Uczniowie cierpią w milczeniu. To jeden z najgorszych skutków ubocznych reformy

Wiktoria Dróżka
W ostatnim czasie dużo więcej mówi się o wypaleniu zawodowym. Zostało precyzyjnie zdefiniowane – do tej pory odnosiło się je tylko do osób dorosłych, głównie w kontekście zawodów, które obciążają emocjonalnie. Mam na myśli lekarzy, pielęgniarki, nauczycieli, psychologów, choć lista "niebezpiecznych zawodów" wydłuża się z roku na rok. Stres stał się naszą codziennością. Nie wiadomo dlaczego nikt nie pomyślał, że syndrom wypalenia, może dotyczyć również dzieci. Rosnące wymogi i oczekiwania sprawiły, że pojęcie przeniesiono również młodzież uczęszczającą do szkoły.
Uczniowie z dużych miast narażeni na wypalenie uczniowskie. 123rf.com
Ciężkie czasy naszych dzieci
Badanie zrealizował Instytut Edukacji Pozytywnej, który angażuje się we wdrażanie zmian na każdym etapie systemu edukacyjnego funkcjonującego w Polsce. Na podstawie zgromadzonych odpowiedzi wykazano, jakie objawy dają podstawy do zdiagnozowania "wypalenia uczniowskiego". Wśród nich najczęściej wymienia się:
– spadek motywacji,
odczuwanie długotrwałego stresu,
– spadek samooceny (aż u 73 proc. dzieci).

Zbadano 9 tys. dzieci w wieku 6-17 lat, ze 142 szkół, aby sprawdzić, jak znoszą stres w szkole. Coraz częściej mamy do czynienia z tzw. "wypaleniem uczniowskim", które funduje dzieciom coraz większe tempo życia, rosnące oczekiwania, nadmiar informacji i zadań.


Autorzy badania precyzują, że pod pojęciem wypalenia uczniowskiego rozumieją stan, w którym uczeń lub uczennica przestają czerpać satysfakcję z nauki szkolnej, czują się przepracowani i niedoceniani.

Wycinek miejskiej rzeczywistości
Badania nie są reprezentatywne dla całej populacji uczniów. Były przeprowadzane przede wszystkim wśród dzieci ze szkół miejskich. – Szkoły wiejskie też były uwzględnione w naszych badaniach, ale było ich zdecydowanie mniej niż szkół z większych i mniejszych miast – informuje Małgorzata Nowicka, prezes fundacji Instytut Edukacji Pozytywnej (IEP), która z wykształcenia jest pedagogiem.

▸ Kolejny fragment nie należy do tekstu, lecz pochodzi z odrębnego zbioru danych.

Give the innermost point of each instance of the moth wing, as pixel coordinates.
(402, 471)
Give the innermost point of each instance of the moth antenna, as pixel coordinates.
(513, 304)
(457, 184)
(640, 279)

To ważny sygnał dla opiekunów i pedagogów. Gdzieś w przestrzeni społecznej zginęła atmosfera wsparcia, a zastąpiła ją walka uczniów, rodziców i nauczycieli. Szkoda, bo chodzi o wspólne dobro. Termin wypalenia uczniowskiego warto potraktować poważnie, jako fazę alarmową, przed depresją.